Il convient toutefois de rappeler qu’à l’issue de la réunion ayant lieu le 15 février dernier à la direction générale des collectivités locales (ministère de l’Intérieur) il a été en effet décidé de titulariser les 3400 agents temporaires travaillant à la municipalité de Tunis. La décision devrait entrer en vigueur à compter du 1er février 2011 avec tout ce que cela impose en ce qui concerne la révision des salaires et l’application de l’effet rétroactif dès la même date.

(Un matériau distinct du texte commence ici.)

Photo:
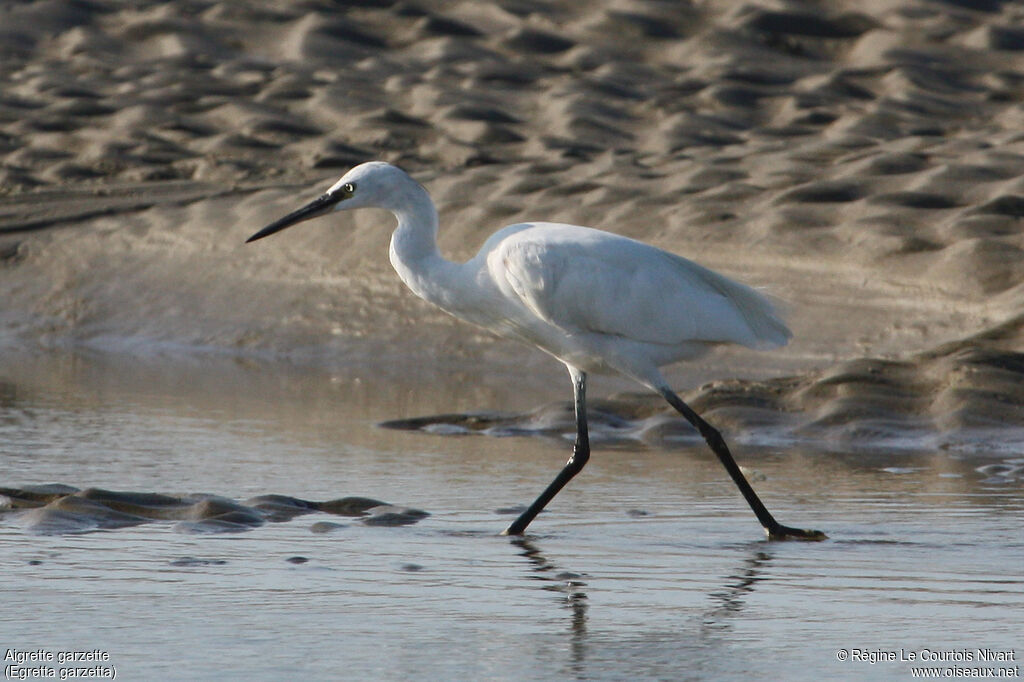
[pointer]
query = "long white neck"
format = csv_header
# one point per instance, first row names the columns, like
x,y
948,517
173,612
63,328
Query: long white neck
x,y
414,251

La décision concerne en fait l’ensemble des agents municipaux temporaires opérant dans les 264 municipalités du pays. Le procès-verbal de la réunion du 15 février stipule que pour appliquer les mesures entreprises en faveur de ses 3400 agents, la municipalité de Tunis serait appelée à mobiliser les ressources financières nécessaires. Seule une révision intégrale du budget et l’annulation des dépenses inutiles permettrait aux municipalités de relever ce défi.
Hassan GHEDIRI
L’accord du 25 janvier
La grève des éboueurs qui dure depuis plus d’une semaine rappelle celle observée au lendemain du 14 janvier, quand la capitale s’est tristement transformée en un dépotoir à ciel ouvert. Cette première grève était annulée suite à un accord conclu par le syndicat et la municipalité de Tunis, annonçant la titularisation de 3201 ouvriers temporaires. Entrant en vigueur à compter du 1er février 2011, la régularisation de la situation concerne les employés intérimaires en exercice depuis l’année 2000 et jusqu’à 2010, ceux qui travaillent depuis 2006 à travers des contrats à durée déterminée (CDD) ainsi que 151 autres ouvriers licenciés au cours des dernières années.
Les justifications du Premier ministère
Dans sa correspondance adressée le 2 avril 2011, au maire de Tunis, le Premier ministre précise que «les mesures juridiques et réglementaires en vigueur ne permettent pas le recrutement des agents contractuels et temporaires», soulignant que lors de la régularisation de la situation de ces agents, il est proposé de «recruter les ouvriers et les agents contractuels qui ont une ancienneté de plus d’un an dans le grade qui correspond à leur catégorie tout en respectant les conditions législatives et réglementaires en vigueur notamment celles se rapportant à l’âge. Le Premier ministère propose également que les ouvriers et les agents temporaires qui sont en exercice soient recrutés par contrats selon les dispositions en vigueur.